I have to give Edvardsson credit because through three different perspectives up until quite literally the epilogue, I still wasn’t entirely sure how the story was going to shake out. I had a suspicion that because Amina was cracking under the pressure, she might have wanted and sought a “fling” with Chris, too, betraying her best friend in the process, much to her own eternal shame. That’s sort of what happened, only it went further than Amina anticipated because Chris violently raped her. When Stella heard about this, she’s the one who stabbed Chris to death. But Ulrika, knowing all of this, orchestrated it so that Amina’s rape didn’t come out until the trial, thus setting up the reasonable doubt that two people with potential motives were at the scene of Chris’s death, and thus, neither could be convicted. That’s how Swedish law works, apparently. I’m probably not explaining it as well as Edvardsson did.

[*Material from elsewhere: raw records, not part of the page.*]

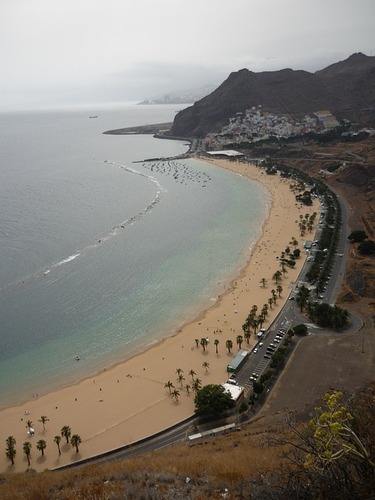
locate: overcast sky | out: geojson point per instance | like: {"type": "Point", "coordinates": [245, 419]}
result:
{"type": "Point", "coordinates": [55, 52]}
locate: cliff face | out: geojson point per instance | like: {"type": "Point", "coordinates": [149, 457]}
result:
{"type": "Point", "coordinates": [346, 88]}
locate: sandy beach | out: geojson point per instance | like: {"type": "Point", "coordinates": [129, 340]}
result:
{"type": "Point", "coordinates": [129, 401]}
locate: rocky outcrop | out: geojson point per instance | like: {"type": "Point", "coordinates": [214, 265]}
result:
{"type": "Point", "coordinates": [346, 88]}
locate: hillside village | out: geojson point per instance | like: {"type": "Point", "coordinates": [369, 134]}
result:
{"type": "Point", "coordinates": [255, 125]}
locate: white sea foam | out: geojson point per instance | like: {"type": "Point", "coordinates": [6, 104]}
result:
{"type": "Point", "coordinates": [68, 259]}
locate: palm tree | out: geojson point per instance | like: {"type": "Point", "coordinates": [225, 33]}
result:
{"type": "Point", "coordinates": [277, 277]}
{"type": "Point", "coordinates": [27, 451]}
{"type": "Point", "coordinates": [57, 440]}
{"type": "Point", "coordinates": [239, 340]}
{"type": "Point", "coordinates": [44, 419]}
{"type": "Point", "coordinates": [76, 441]}
{"type": "Point", "coordinates": [229, 345]}
{"type": "Point", "coordinates": [197, 385]}
{"type": "Point", "coordinates": [66, 432]}
{"type": "Point", "coordinates": [175, 394]}
{"type": "Point", "coordinates": [260, 320]}
{"type": "Point", "coordinates": [206, 365]}
{"type": "Point", "coordinates": [247, 336]}
{"type": "Point", "coordinates": [216, 342]}
{"type": "Point", "coordinates": [11, 448]}
{"type": "Point", "coordinates": [204, 343]}
{"type": "Point", "coordinates": [41, 445]}
{"type": "Point", "coordinates": [263, 281]}
{"type": "Point", "coordinates": [169, 385]}
{"type": "Point", "coordinates": [265, 310]}
{"type": "Point", "coordinates": [181, 378]}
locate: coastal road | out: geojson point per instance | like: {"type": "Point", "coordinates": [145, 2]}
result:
{"type": "Point", "coordinates": [256, 362]}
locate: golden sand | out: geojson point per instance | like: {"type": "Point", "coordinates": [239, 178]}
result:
{"type": "Point", "coordinates": [129, 401]}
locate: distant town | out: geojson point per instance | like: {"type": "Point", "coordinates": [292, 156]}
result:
{"type": "Point", "coordinates": [255, 125]}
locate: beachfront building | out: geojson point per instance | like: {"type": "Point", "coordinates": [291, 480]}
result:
{"type": "Point", "coordinates": [238, 360]}
{"type": "Point", "coordinates": [236, 391]}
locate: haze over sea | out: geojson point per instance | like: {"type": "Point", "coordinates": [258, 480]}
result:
{"type": "Point", "coordinates": [101, 256]}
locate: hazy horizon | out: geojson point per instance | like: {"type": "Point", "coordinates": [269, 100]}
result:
{"type": "Point", "coordinates": [56, 53]}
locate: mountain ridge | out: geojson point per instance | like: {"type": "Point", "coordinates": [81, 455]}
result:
{"type": "Point", "coordinates": [347, 88]}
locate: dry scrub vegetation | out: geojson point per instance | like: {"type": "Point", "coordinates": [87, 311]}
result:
{"type": "Point", "coordinates": [226, 465]}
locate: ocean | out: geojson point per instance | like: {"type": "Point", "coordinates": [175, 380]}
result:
{"type": "Point", "coordinates": [101, 253]}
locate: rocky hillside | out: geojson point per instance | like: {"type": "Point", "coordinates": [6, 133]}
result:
{"type": "Point", "coordinates": [346, 88]}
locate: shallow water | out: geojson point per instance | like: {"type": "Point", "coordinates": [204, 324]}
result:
{"type": "Point", "coordinates": [100, 255]}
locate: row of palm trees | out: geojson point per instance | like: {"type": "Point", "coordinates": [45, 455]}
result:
{"type": "Point", "coordinates": [195, 385]}
{"type": "Point", "coordinates": [11, 451]}
{"type": "Point", "coordinates": [204, 343]}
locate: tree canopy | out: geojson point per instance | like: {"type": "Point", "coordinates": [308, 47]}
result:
{"type": "Point", "coordinates": [357, 236]}
{"type": "Point", "coordinates": [212, 400]}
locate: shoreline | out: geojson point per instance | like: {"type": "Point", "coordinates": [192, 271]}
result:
{"type": "Point", "coordinates": [97, 407]}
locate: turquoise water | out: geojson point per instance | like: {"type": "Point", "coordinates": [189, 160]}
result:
{"type": "Point", "coordinates": [100, 255]}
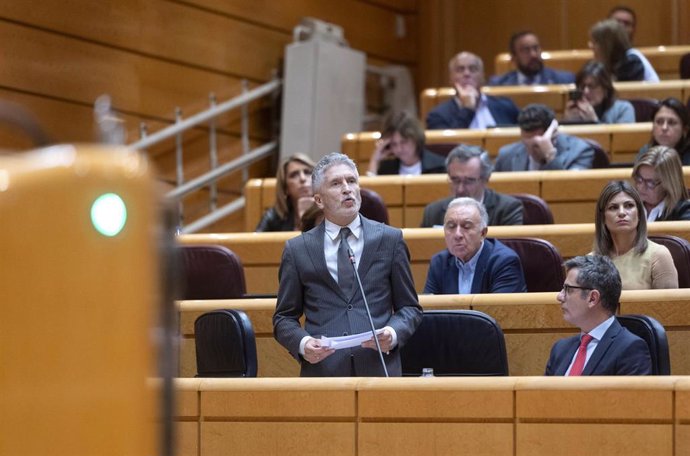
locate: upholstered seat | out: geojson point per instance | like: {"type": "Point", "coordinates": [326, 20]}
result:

But in other words, Ulrika found a way to save both Amina and her daughter, Stella, even if Stella had to wait it out, somewhat in the dark, in prison longer, which was agonizing for someone like Stella whose worst fear in life, it seems, is to be bored. Imagine the solitude of prison, then! For the record, the way the scenario is presented, with Chris raping Amina, and then for all intents and purposes, kidnapping her by not allowing her to leave his vehicle, and then her escaping with him chasing her, Stella’s actions could be seen as self-defense and defense of Amina. Nonetheless.

Edvardsson’s book is a very clever one, with lines throughout from the perspectives of Adam, Stella, and Ulrika, respectively, that made me think about life, morals, what we’re all willing to do for those we love, and again, how well we really know others, especially those we love. I love a page-turner that makes me slow down a second to think. Great characterization of each that made me sympathize with all of them for different reasons: Adam was trying to be a good father, but unlike the God he worships, he’s not infallible and stumbles often, often greatly; Stella was a misunderstood by others, including her parents, and just needed to be unfettered, but that desire clearly had its drawbacks, too, most pointedly because of predators like Robin and Chris; and Ulrika, who never felt adequate as a mother and then felt shame at not knowing how to “handle” Stella or her marriage, for that matter. But through the course of the murder trial, they realized that when you strip away all the insecure feelings, what’s left standing is love. Complicated love, ugly love even, but love. Nobody’s love is “normal” and certainly, nobody’s family is “normal.” All of the fibers connecting families together get frayed one way or another along the way. It’s more a matter of how you respond to the fraying when it happens.

If my Coben connection makes sense to you, then I think you’ll quite enjoy Edvardsson’s thorough page-turner, A Nearly Normal Family.